彼女は俺の目の前で立ち止まり、ふわりと微笑んだ。

いつもの「(にこ)」という圧力のある笑顔ではない。

少しだけ頬を染め、潤んだ青い瞳で俺を見上げている。


「さっき、リースさんが怒っていましたよね」


「あ、ああ……なんか機嫌が悪かったみたいだな」


「私、少しだけ嫌だったんです」


セレナの声は小さく、微かに震えていた。

彼女が俺のジャージの袖口を、そっと指先で摘む。


「家主さんが、他の女の人を心配そうに見るのが……嫌でした」


ドクン。

心臓が警鐘のように大きく鳴った。

近い。彼女の吐息が届きそうな距離だ。


「えっと……あれは、ただの同居人としての心配で……」


俺の言い訳は、彼女の柔らかな指先によって唇を塞がれて途切れた。


「わかっています。

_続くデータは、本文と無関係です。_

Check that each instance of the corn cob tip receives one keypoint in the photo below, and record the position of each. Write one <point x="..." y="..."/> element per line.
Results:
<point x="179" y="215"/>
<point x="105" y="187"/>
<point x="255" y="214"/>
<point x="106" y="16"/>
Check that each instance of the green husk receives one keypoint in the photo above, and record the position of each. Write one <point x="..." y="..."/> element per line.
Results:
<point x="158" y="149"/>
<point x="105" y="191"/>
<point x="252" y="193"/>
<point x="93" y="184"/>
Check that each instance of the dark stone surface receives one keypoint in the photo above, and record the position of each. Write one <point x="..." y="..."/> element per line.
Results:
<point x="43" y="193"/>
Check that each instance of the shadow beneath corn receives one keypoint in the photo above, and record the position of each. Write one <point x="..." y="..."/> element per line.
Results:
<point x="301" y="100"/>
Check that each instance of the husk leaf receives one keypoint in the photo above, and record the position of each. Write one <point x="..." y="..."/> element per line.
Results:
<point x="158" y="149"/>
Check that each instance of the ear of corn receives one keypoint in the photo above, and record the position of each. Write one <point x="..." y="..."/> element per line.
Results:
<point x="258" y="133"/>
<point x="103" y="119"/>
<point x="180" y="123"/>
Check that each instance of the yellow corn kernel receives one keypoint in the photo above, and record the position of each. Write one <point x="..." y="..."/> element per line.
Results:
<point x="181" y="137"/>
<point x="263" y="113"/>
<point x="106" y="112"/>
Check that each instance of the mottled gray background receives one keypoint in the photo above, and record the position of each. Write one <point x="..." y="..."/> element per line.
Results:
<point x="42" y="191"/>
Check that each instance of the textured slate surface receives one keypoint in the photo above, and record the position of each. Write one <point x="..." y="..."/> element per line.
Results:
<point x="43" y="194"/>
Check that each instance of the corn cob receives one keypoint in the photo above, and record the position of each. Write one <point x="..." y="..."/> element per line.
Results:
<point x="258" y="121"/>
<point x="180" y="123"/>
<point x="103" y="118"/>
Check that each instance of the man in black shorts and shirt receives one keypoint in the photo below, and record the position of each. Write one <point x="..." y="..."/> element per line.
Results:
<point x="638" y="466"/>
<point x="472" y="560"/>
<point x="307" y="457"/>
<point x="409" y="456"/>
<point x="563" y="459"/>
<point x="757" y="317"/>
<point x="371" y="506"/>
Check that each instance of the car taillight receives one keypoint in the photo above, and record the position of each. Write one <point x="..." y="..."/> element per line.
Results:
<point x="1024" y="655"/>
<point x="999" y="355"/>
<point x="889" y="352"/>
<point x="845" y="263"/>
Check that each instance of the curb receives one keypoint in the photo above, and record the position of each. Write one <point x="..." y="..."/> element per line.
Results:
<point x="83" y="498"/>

でも、実家に帰ってきたら、私だけを見ていてほしいんです」


セレナはそう言うと、俺の胸板にそっと額を押し当ててきた。

彼女の体温が、ジャージ越しにじんわりと伝わってくる。

俺の両腕はどうしていいかわからず、空中で不自然に彷徨っていた。


「……セレナ」


俺が彼女の背中に手を回そうとした、その時だった。


ドンッ!!


背後のドアから、鈍い衝撃音が響いた。


「な、なんだ!?」


俺が驚いて振り返ると、ドアの向こうからかすかな息遣いが聞こえてくる。


『……密室……二人きり……いったい何を……』


リースの声だった。

どうやら、閉ざされた扉の外で、彼女が直立不動のまま聞き耳を立てているらしい。

そして、動揺のあまりドアに頭をぶつけたのだ。


「おい、リース! お前そこで何してるんだ!」


俺が叫ぶと、ドアの向こうでガチャガチャと金属音が鳴った。


『な、何もしていない! 私はただ、壁の強度を調査していただけだ! 決して、中が気になって張り付いていたわけではない!』


声が裏返っている。

完全に動揺している証拠だ。


俺が頭を抱えようとすると、胸元に顔を埋めていたセレナが、小さくくすくすと笑い始めた。


「ふふっ……邪魔が入っちゃいましたね」


彼女は名残惜しそうに身を離し、内鍵を開けた。


「でも、私の気持ちは伝わりましたよね?」


セレナが上目遣いで微笑む。

その圧倒的な可愛さに、俺の顔は耳の先まで沸騰していた。

嫉妬と密室のハプニング。

俺の胃痛の原因は、恐怖から別のものへと完全に移行しつつあった。